A scene in last year’s Top Gun: Maverick depicts Tom Cruise piloting a hypersonic aircraft called the Darkstar.
In the blockbuster film, the fictional aircraft successfully reached speeds of over Mach 10 — or ten times the speed of sound — before it disintegrated in mid-air. Back in the real world, however, the fastest a piloted airplane — one capable of takeoff and landing — has flown is Mach 3.3, or 2,193 mph (3,530 km/h).
This record was set by the Lockheed SR-71 Blackbird, way back in 1976.
But now a startup called Hermeus is looking to make hypersonic flight a reality for the rest of us, with the ultimate goal of a commercial passenger aircraft called Halcyon, and with a first flight perhaps as early as 2030. The company hopes to soon roll out a remotely-piloted prototype aircraft called Quarterhorse for testing, with ambitions for Mach 4 flight by 2024. For a company that was only founded in 2018, that’s a fast turnaround.

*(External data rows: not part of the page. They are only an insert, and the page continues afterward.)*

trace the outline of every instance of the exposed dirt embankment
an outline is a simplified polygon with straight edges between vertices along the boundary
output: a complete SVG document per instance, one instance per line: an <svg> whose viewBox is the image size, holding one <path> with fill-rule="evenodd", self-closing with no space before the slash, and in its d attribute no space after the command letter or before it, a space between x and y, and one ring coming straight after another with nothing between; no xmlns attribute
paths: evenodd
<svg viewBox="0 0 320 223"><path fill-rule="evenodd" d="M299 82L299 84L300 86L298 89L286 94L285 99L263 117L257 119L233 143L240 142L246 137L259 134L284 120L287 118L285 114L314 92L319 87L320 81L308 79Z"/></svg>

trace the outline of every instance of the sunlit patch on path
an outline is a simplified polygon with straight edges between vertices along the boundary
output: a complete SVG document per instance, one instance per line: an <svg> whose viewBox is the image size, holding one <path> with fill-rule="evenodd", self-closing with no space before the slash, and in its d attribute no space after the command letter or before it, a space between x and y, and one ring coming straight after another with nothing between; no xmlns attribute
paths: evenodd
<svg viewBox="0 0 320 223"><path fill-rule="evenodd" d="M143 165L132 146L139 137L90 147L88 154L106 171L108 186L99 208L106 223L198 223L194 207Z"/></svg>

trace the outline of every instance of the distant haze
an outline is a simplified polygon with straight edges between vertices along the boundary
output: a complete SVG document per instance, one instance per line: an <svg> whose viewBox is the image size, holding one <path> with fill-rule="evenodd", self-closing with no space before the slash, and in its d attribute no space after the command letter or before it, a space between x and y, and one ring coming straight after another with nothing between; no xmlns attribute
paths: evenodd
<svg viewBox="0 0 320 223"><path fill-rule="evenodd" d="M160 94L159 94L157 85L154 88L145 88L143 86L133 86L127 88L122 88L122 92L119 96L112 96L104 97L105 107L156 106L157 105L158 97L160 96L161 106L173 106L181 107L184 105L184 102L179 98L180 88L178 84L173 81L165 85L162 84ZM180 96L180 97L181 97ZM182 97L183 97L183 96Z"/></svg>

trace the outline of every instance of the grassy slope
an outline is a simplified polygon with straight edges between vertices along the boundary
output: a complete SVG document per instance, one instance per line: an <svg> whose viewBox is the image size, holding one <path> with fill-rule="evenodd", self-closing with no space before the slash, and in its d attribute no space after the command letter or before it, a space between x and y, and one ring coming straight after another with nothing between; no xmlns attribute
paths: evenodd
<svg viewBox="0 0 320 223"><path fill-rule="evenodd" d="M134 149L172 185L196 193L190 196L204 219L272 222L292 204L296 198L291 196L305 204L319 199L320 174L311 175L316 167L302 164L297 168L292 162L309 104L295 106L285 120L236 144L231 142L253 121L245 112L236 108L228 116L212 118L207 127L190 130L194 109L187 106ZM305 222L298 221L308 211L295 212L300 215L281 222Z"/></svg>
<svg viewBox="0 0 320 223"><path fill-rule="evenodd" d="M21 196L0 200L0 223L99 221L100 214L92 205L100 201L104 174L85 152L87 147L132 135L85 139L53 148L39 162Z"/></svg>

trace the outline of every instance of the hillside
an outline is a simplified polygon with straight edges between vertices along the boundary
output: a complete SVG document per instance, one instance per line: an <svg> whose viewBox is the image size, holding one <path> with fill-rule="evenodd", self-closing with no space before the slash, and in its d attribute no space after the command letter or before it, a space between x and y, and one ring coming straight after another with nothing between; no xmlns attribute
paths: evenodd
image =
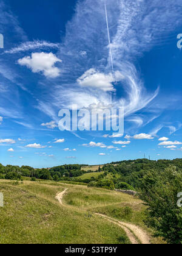
<svg viewBox="0 0 182 256"><path fill-rule="evenodd" d="M63 205L55 199L66 188ZM152 232L142 219L145 207L123 193L58 182L0 180L0 243L130 243L124 227L95 213ZM136 238L138 243L140 243Z"/></svg>

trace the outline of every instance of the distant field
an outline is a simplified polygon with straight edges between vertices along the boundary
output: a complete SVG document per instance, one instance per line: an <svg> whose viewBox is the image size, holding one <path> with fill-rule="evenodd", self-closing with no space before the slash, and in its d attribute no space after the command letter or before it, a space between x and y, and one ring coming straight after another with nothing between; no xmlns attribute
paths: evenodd
<svg viewBox="0 0 182 256"><path fill-rule="evenodd" d="M104 172L90 172L90 173L85 173L83 174L81 176L78 177L82 180L84 180L86 179L90 179L92 177L94 177L95 178L97 178L99 175Z"/></svg>
<svg viewBox="0 0 182 256"><path fill-rule="evenodd" d="M88 171L89 170L93 171L96 171L98 170L99 166L100 166L101 168L102 168L104 165L90 165L89 166L83 166L81 168L81 169L83 171Z"/></svg>
<svg viewBox="0 0 182 256"><path fill-rule="evenodd" d="M61 205L55 196L66 188ZM143 222L143 202L126 194L50 181L17 185L6 180L0 180L0 192L4 199L0 244L130 243L121 227L94 213L136 224L152 234ZM152 243L161 241L152 238Z"/></svg>

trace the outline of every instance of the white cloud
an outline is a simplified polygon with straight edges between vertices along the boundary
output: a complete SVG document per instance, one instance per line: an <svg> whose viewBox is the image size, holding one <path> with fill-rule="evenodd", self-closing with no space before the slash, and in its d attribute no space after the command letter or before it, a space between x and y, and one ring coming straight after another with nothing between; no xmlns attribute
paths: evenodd
<svg viewBox="0 0 182 256"><path fill-rule="evenodd" d="M7 143L7 144L15 144L15 141L12 139L1 139L0 140L0 143Z"/></svg>
<svg viewBox="0 0 182 256"><path fill-rule="evenodd" d="M83 146L84 147L99 147L101 148L106 148L107 146L106 146L104 143L103 143L102 142L98 142L98 143L96 143L95 142L93 141L90 141L90 143L89 144L83 144Z"/></svg>
<svg viewBox="0 0 182 256"><path fill-rule="evenodd" d="M2 124L2 121L3 121L3 117L2 116L0 116L0 124Z"/></svg>
<svg viewBox="0 0 182 256"><path fill-rule="evenodd" d="M120 140L120 141L112 141L112 143L113 144L120 144L120 145L125 145L125 144L126 145L126 144L130 144L131 143L131 141L130 141L129 140L128 140L127 141L122 141L121 140Z"/></svg>
<svg viewBox="0 0 182 256"><path fill-rule="evenodd" d="M153 140L154 138L150 134L140 133L133 136L135 140Z"/></svg>
<svg viewBox="0 0 182 256"><path fill-rule="evenodd" d="M12 148L8 149L8 152L14 152L14 151L15 151L14 149Z"/></svg>
<svg viewBox="0 0 182 256"><path fill-rule="evenodd" d="M164 147L164 148L166 148L166 149L175 149L177 147L176 146L172 145L172 146L167 146L167 147Z"/></svg>
<svg viewBox="0 0 182 256"><path fill-rule="evenodd" d="M158 140L160 141L166 141L167 140L169 140L169 138L166 137L161 137L159 138Z"/></svg>
<svg viewBox="0 0 182 256"><path fill-rule="evenodd" d="M54 143L62 143L65 141L64 139L59 139L59 140L55 140L55 141Z"/></svg>
<svg viewBox="0 0 182 256"><path fill-rule="evenodd" d="M160 143L159 146L181 145L182 142L179 141L163 141Z"/></svg>
<svg viewBox="0 0 182 256"><path fill-rule="evenodd" d="M130 140L131 138L131 136L129 135L126 135L124 137L124 138L126 138L126 140Z"/></svg>
<svg viewBox="0 0 182 256"><path fill-rule="evenodd" d="M109 136L109 138L121 138L123 137L123 133L113 133L112 135Z"/></svg>
<svg viewBox="0 0 182 256"><path fill-rule="evenodd" d="M53 53L32 53L31 57L27 56L18 60L21 66L26 66L34 73L42 72L47 77L55 78L59 76L60 70L54 65L56 62L62 62Z"/></svg>
<svg viewBox="0 0 182 256"><path fill-rule="evenodd" d="M64 151L69 151L70 149L69 148L66 148L66 149L63 149Z"/></svg>
<svg viewBox="0 0 182 256"><path fill-rule="evenodd" d="M29 145L25 146L25 148L35 148L35 149L44 149L46 148L47 146L42 146L41 144L29 144Z"/></svg>
<svg viewBox="0 0 182 256"><path fill-rule="evenodd" d="M91 68L77 79L77 82L83 87L100 89L104 91L115 91L112 82L115 79L112 74L105 74Z"/></svg>
<svg viewBox="0 0 182 256"><path fill-rule="evenodd" d="M16 54L17 52L24 52L34 49L58 48L59 45L59 44L49 43L46 41L34 40L33 41L22 43L18 47L5 51L4 53Z"/></svg>
<svg viewBox="0 0 182 256"><path fill-rule="evenodd" d="M107 149L116 149L116 147L114 147L113 146L108 146L107 147Z"/></svg>
<svg viewBox="0 0 182 256"><path fill-rule="evenodd" d="M41 126L46 126L47 128L49 129L54 129L55 127L57 127L58 126L56 124L56 122L54 121L52 121L49 123L46 123L41 124Z"/></svg>
<svg viewBox="0 0 182 256"><path fill-rule="evenodd" d="M22 140L20 138L18 138L18 141L25 141L25 140Z"/></svg>
<svg viewBox="0 0 182 256"><path fill-rule="evenodd" d="M67 159L75 159L76 158L76 157L66 157Z"/></svg>

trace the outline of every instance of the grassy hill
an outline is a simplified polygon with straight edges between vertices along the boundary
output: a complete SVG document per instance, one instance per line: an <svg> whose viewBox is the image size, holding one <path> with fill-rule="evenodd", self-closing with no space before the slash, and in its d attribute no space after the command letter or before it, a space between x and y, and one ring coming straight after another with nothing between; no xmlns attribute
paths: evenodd
<svg viewBox="0 0 182 256"><path fill-rule="evenodd" d="M68 188L64 206L55 198ZM0 180L0 243L130 243L118 226L96 216L104 213L147 230L145 207L137 198L106 190L51 181ZM160 240L152 239L152 242Z"/></svg>
<svg viewBox="0 0 182 256"><path fill-rule="evenodd" d="M92 177L93 177L95 179L97 179L99 175L103 174L104 172L89 172L89 173L84 173L84 174L81 175L81 176L78 177L78 179L81 179L81 180L85 180L87 179L91 179Z"/></svg>

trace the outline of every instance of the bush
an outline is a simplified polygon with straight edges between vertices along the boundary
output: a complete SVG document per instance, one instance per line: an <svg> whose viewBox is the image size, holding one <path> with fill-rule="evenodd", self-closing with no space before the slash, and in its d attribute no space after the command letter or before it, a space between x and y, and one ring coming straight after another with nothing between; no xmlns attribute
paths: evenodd
<svg viewBox="0 0 182 256"><path fill-rule="evenodd" d="M2 173L0 173L0 179L4 179L4 175L3 175Z"/></svg>
<svg viewBox="0 0 182 256"><path fill-rule="evenodd" d="M182 171L170 166L150 172L142 180L141 199L148 206L147 223L170 244L182 244L182 207L177 194L182 191Z"/></svg>
<svg viewBox="0 0 182 256"><path fill-rule="evenodd" d="M113 182L110 180L99 180L97 182L97 187L110 190L114 190L115 189Z"/></svg>
<svg viewBox="0 0 182 256"><path fill-rule="evenodd" d="M116 185L116 188L118 190L135 190L135 188L133 187L130 186L126 182L120 182Z"/></svg>
<svg viewBox="0 0 182 256"><path fill-rule="evenodd" d="M21 175L15 172L9 172L5 176L5 179L7 180L21 180Z"/></svg>
<svg viewBox="0 0 182 256"><path fill-rule="evenodd" d="M97 182L90 182L88 184L88 187L97 187Z"/></svg>

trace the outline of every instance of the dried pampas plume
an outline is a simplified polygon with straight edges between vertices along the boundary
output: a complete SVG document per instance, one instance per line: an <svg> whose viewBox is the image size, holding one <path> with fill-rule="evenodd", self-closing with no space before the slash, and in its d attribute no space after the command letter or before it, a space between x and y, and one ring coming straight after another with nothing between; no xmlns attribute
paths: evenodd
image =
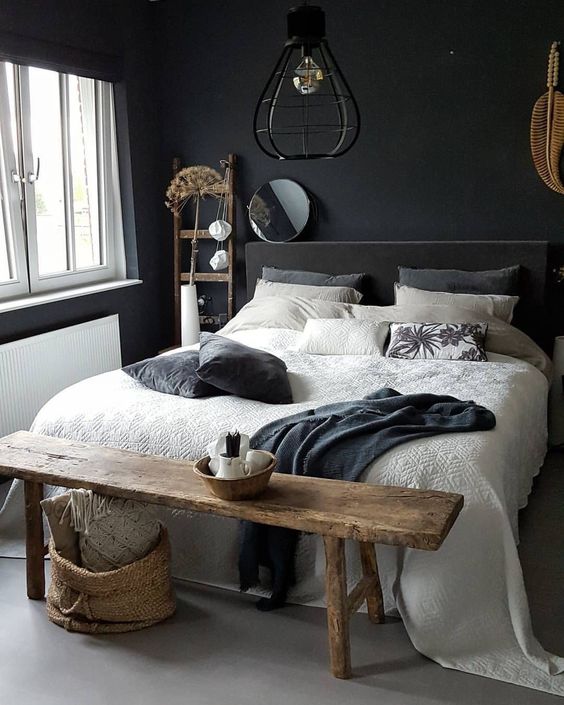
<svg viewBox="0 0 564 705"><path fill-rule="evenodd" d="M166 190L165 205L179 214L190 200L199 201L206 196L218 197L216 186L223 181L221 175L209 166L188 166L181 169Z"/></svg>

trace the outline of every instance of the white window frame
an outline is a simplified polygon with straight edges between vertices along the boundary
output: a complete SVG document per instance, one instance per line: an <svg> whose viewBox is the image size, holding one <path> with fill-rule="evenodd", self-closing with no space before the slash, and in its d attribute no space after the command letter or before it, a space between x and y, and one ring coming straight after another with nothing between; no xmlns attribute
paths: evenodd
<svg viewBox="0 0 564 705"><path fill-rule="evenodd" d="M2 67L3 69L3 67ZM113 282L126 278L123 220L119 185L119 167L115 125L113 85L105 81L95 82L96 133L98 156L98 217L100 224L101 264L88 268L76 268L75 235L72 209L72 167L69 159L69 107L68 75L59 73L61 118L62 118L62 163L65 189L65 231L67 237L67 260L69 271L53 274L40 274L38 262L37 222L35 209L34 174L37 158L34 153L31 135L31 100L29 68L17 65L17 100L19 101L18 129L20 168L11 164L13 157L0 151L2 171L0 186L2 194L10 202L10 233L13 242L12 260L17 279L0 284L0 300L33 296L45 292L75 289L80 286ZM54 72L56 73L56 72ZM4 85L3 85L4 84ZM2 134L7 137L10 129L10 115L7 101L5 71L0 71L0 149ZM2 111L2 107L0 107ZM4 139L4 144L8 141ZM15 176L13 176L15 175ZM31 177L31 178L30 178ZM39 179L41 173L39 173Z"/></svg>

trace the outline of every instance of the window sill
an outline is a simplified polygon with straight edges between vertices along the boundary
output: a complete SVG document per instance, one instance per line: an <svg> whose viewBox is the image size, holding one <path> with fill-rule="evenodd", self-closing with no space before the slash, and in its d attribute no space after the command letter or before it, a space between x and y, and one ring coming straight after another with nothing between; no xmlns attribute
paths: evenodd
<svg viewBox="0 0 564 705"><path fill-rule="evenodd" d="M123 289L126 286L135 286L136 284L142 283L143 281L141 279L117 279L109 282L100 282L98 284L88 284L87 286L77 286L71 289L46 291L43 294L28 294L27 296L22 296L17 299L0 301L0 313L17 311L20 308L29 308L30 306L39 306L41 304L50 304L54 301L75 299L78 296L98 294L103 291L111 291L112 289Z"/></svg>

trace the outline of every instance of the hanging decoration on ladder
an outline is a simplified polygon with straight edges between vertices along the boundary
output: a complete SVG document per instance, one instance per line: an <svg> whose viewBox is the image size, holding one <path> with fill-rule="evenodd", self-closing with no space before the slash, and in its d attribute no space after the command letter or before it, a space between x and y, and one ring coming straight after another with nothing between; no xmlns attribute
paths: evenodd
<svg viewBox="0 0 564 705"><path fill-rule="evenodd" d="M180 169L166 190L165 204L175 215L180 216L187 203L195 203L194 232L190 250L189 284L180 287L180 343L192 345L200 339L200 314L196 290L196 262L198 259L198 226L200 201L207 196L217 198L217 185L221 175L209 166L189 166Z"/></svg>
<svg viewBox="0 0 564 705"><path fill-rule="evenodd" d="M317 5L288 12L288 40L254 116L255 139L275 159L331 159L358 138L356 100L325 37Z"/></svg>
<svg viewBox="0 0 564 705"><path fill-rule="evenodd" d="M223 248L219 248L219 243L224 242L231 235L231 224L227 221L227 198L229 192L229 171L231 167L229 166L229 162L222 163L225 166L223 189L218 198L216 218L213 223L210 223L210 227L208 228L209 234L217 241L215 253L210 260L210 267L216 272L227 269L229 265L229 254Z"/></svg>
<svg viewBox="0 0 564 705"><path fill-rule="evenodd" d="M188 166L181 169L166 190L166 206L180 215L189 201L196 204L194 236L190 254L190 285L194 284L198 259L198 226L200 221L200 201L207 196L218 197L217 185L223 181L221 175L209 166Z"/></svg>
<svg viewBox="0 0 564 705"><path fill-rule="evenodd" d="M564 194L560 159L564 149L564 95L556 90L560 64L559 42L553 42L548 56L548 92L533 107L531 152L535 168L544 183Z"/></svg>

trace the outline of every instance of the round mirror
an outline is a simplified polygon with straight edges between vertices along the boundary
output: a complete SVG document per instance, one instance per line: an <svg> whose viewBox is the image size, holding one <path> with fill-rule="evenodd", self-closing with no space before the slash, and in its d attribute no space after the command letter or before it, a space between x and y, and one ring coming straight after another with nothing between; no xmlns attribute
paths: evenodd
<svg viewBox="0 0 564 705"><path fill-rule="evenodd" d="M251 228L267 242L288 242L307 225L310 200L305 189L290 179L275 179L251 198Z"/></svg>

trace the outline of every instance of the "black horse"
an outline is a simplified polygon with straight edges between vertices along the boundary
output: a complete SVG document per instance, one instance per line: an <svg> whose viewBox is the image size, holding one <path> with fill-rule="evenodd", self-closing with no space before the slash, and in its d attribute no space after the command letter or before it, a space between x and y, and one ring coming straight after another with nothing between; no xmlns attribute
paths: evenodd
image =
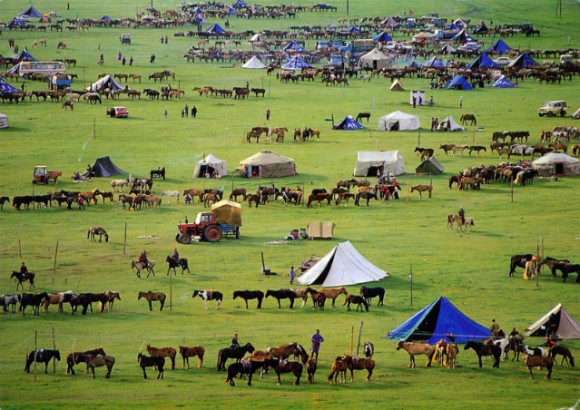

“We focus on using existing technology and materials rather than finding or founding new ones,” said Glenn Case, one of the company’s founders, and the Chief Technologist. “That means we are on the precipice of rolling out one of our first vehicles by the end of the year, heading towards our goal of radically accelerating air travel. Quarterhorse will enable us to de-risk the technology needed to build Halycon at a lower cost and without risking pilots onboard.”
Hermeus has another hypersonic aircraft in the works called Darkhorse, a hypersonic uncrewed aerial system (UAS) with multi-mission flexibility designed for defense and intelligence clients. The company brands Darkhorse as representing a major technological leap, providing a capability matched by no other country in the world.
And the timing is important. The development of these hypersonic vehicles has recently become a top priority for the US Air Force, for deterring the hypersonic weapons currently being developed by China and Russia.
Hypersonic So Far
Sustained hypersonic flight — or traveling faster than five times the speed of sound — has been a goal in aviation and for the military for decades. While rocket-powered missiles and space vehicles routinely achieve hypersonic speeds, hypersonic flight within the atmosphere in a crewed, winged aircraft has been problematic, despite years of research and test flights. The field of hypersonics has also faced decades of boom-and-bust cycles, with ups and downs in governmental interest and funding, ever since the U.S. started developing hypersonic aircraft in the 1950s.
The technical challenges of sustained hypersonic flight are vast.
Reaching those speeds — past Mach 5 (3,806 mph or 6,126 km/h) — means having air-breathing engines capable and versatile enough to power the aircraft from takeoff and acceleration through Mach 1 all the way to Mach 5 and beyond. During flight, those speeds produce metal-melting heat and turbulence capable of ripping an aircraft to pieces. But the rewards of hypersonic flight would be revolutionary: passengers could fly from New York to London in 90 minutes — twice as fast as the supersonic Concorde.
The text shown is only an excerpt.